The advent of 3D printing has changed many products and introduced many new ones, some of them good and some of them downright dangerous, like almost undetectable handguns. However, they have all been limited by size. A 3D printer cannot make anything bigger than itself. Enter the experience of wasps and bees.
Wasps and bees have the ability to build in flight. They build their nests and hives as they are flying. To assemble a hive or nest, worker insects team up to deposit wax, raw wood pulp, or their own saliva to the specification of a complex design that ends up being many times their size. The process takes can take months, which is many times the average lifespan of any individual insect, except the queen. They have to adjust the building as they go. Plans can change, imperfect building materials can degrade and individual workers die. However, eventually the nest or hive is successfully built. In a way, it is a bit like 3D printing, which builds objects incrementally in layers as well.
A roboticist at Imperial College, London, was inspired by this building technique to create a more flexible 3D printing system. He used the inspiration of wasps and bees to create a 3D printer nozzle that was equipped with wings – a drone.
The concept uses two types of drones: one is a scanner drone and the second is a builder drone. The scanner drone is equipped with cameras to monitor the building process and the builder drone is equipped with the 3D printing nozzle. The building process alternates the use of both drones.
First, the builder drone hovers over the area of operation, and begins to excrete from its nozzle the first layers of material. The scanner drone then flies in and inspects what has been built, returns that information to the computerized building software, which then calculates what the next layers should be. That information is then sent to the builder drone and the process is repeated over and over again.
The material used is obviously important since it must be light enough for the builder drone to carry. Low-density polyurethane foam works, as does a mixture made from cement. Also, since we are talking about building larger structures here, human intervention is possible to correct any errors that might occur. Initially, this will also mean possible modifications to the software on the fly, just like the bees and wasps.

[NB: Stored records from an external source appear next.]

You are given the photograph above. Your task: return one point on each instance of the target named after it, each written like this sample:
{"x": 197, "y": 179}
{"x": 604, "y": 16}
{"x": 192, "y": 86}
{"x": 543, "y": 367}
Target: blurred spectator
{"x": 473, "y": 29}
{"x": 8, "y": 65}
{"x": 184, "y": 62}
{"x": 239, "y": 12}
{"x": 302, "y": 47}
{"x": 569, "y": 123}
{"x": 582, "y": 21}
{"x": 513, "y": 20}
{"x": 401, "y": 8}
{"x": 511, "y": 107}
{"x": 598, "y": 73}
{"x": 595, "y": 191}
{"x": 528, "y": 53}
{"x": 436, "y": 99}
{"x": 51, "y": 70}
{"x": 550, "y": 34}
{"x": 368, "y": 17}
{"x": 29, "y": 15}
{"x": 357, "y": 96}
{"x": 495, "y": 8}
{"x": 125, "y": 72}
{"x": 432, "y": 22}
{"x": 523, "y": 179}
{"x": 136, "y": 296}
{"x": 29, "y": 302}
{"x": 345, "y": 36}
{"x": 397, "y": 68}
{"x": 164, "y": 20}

One thing the researchers initially discovered is that a flying 3D nozzle is not accurate enough to build perfect concentric circles on top of one another as the “building” grows. So they programmed the 3D printing nozzle to make “squiggly” circles that interweave as they are built.
The experiment succeeded. They build a polyurethane cylinder 2 meters tall and a cement-mixture cylinder 18cms tall. Each finished structure was within 5mm of the original planning width and height. A percentage that is within the limits of British building codes.
Dr. Mirko Kovac, the head of this research project, said that because the drones can operate anywhere, at any location or height, they will initially be devoted to repairs, where human access is dangerous or impossible. Repairs on oil or gas pipelines, repair of leaky insulation, or fixing cracks on tall buildings are some of these possible uses.
Longer term, 3D printing drones could be deployed to construct buildings on the Moon or Mars. A drone has already been flown on Mars, so this is not such a far-fetched idea.
I must say it is good to report such innovative, progressive and positive ideas produced by human beings when it seems that everything around us is dominated by the destructive tendencies of our species.